The observed drug resistance in A10A cells is unlikely related to the expression of the classical drug-resistance proteins, such as P-glycoprotein, MRP1, and topoisomerase II, as their expressions were similar between the two cell lines (data not shown). To find the underlying mechanism for the drug resistance in A10A cells, the technique of RT-PCR-based differential display was performed to compare the gene expression profile between the A431 parent cells and A10A cells.
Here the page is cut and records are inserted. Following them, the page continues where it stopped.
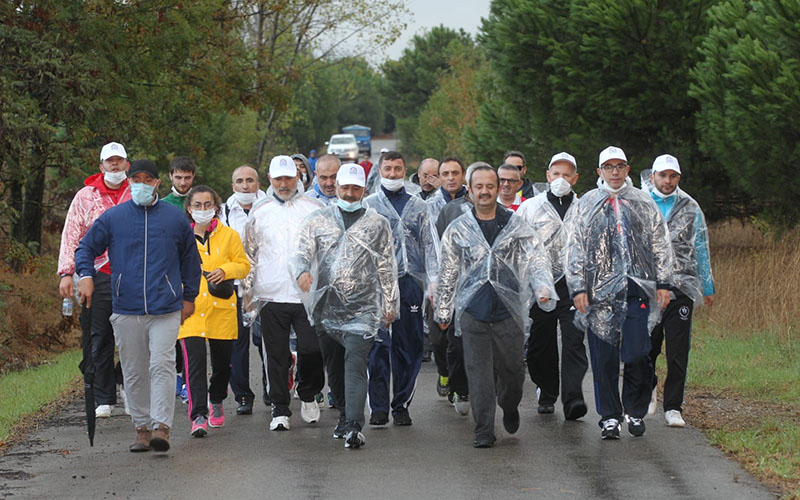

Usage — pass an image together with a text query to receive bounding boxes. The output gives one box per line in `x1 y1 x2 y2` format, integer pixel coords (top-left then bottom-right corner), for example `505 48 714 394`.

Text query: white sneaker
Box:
300 401 319 424
647 386 658 415
119 387 131 415
269 416 289 431
664 410 686 427
94 405 114 418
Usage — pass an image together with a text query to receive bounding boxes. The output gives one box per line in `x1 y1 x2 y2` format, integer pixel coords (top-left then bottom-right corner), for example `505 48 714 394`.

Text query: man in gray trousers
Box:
75 160 201 452
434 165 558 448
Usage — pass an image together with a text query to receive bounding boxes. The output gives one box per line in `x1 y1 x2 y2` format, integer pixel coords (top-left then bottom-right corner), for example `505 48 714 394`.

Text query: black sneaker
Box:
344 422 367 449
628 417 644 437
369 411 389 425
236 396 253 415
503 408 519 434
392 411 411 426
600 418 622 439
472 434 495 448
333 412 347 439
564 399 587 420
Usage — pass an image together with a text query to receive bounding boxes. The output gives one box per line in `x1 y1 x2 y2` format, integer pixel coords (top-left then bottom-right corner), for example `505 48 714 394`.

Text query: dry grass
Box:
697 222 800 349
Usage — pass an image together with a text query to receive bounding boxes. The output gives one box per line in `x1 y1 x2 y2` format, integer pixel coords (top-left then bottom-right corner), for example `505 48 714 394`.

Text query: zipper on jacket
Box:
164 274 178 298
142 207 149 314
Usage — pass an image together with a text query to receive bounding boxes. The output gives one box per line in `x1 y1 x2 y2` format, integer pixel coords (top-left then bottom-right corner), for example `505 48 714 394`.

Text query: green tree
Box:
690 0 800 230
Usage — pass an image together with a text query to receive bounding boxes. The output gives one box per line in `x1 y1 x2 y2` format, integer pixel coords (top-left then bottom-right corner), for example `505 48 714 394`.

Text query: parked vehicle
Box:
325 134 358 163
342 125 372 157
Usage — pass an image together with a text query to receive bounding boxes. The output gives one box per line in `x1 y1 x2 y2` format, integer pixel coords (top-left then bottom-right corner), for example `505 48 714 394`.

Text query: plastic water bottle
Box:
61 297 72 316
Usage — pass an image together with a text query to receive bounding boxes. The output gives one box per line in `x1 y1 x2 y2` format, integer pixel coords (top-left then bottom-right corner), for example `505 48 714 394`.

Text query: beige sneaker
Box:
130 425 153 453
150 424 169 451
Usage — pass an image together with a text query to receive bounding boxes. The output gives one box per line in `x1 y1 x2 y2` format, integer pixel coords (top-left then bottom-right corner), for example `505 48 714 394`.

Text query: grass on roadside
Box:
0 350 81 444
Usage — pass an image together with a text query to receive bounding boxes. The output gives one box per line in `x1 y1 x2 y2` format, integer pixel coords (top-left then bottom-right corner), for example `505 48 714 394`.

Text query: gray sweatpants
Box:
461 312 525 436
111 311 181 428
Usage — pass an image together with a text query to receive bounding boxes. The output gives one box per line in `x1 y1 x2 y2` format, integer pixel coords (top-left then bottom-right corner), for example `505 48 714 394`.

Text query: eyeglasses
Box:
189 201 214 210
600 163 628 172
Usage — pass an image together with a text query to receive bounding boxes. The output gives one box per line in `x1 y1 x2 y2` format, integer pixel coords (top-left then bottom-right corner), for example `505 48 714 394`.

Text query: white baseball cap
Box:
547 151 578 170
269 155 297 178
100 142 128 161
336 163 367 187
653 155 681 175
597 146 628 167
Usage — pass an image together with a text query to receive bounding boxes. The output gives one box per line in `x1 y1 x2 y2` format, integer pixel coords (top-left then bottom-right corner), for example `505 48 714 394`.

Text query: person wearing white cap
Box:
565 146 672 439
517 152 589 420
58 142 131 418
648 155 715 427
289 163 400 448
241 155 325 431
One of the clones, designated as CUDR, was found to be 12-fold (by densitometry analysis) overexpressed in A10A cells as confirmed by Northern blot analysis; a single mRNA transcript ∼2.2 kb was detected (Fig. 1D). By using semiquantitative RT-PCR, in addition to A431 cells, overexpression of CUDR was also observed in drug-resistant HepG2 cells and CaCO-2 cells, with respect to their parent counterpart (Fig. 1E).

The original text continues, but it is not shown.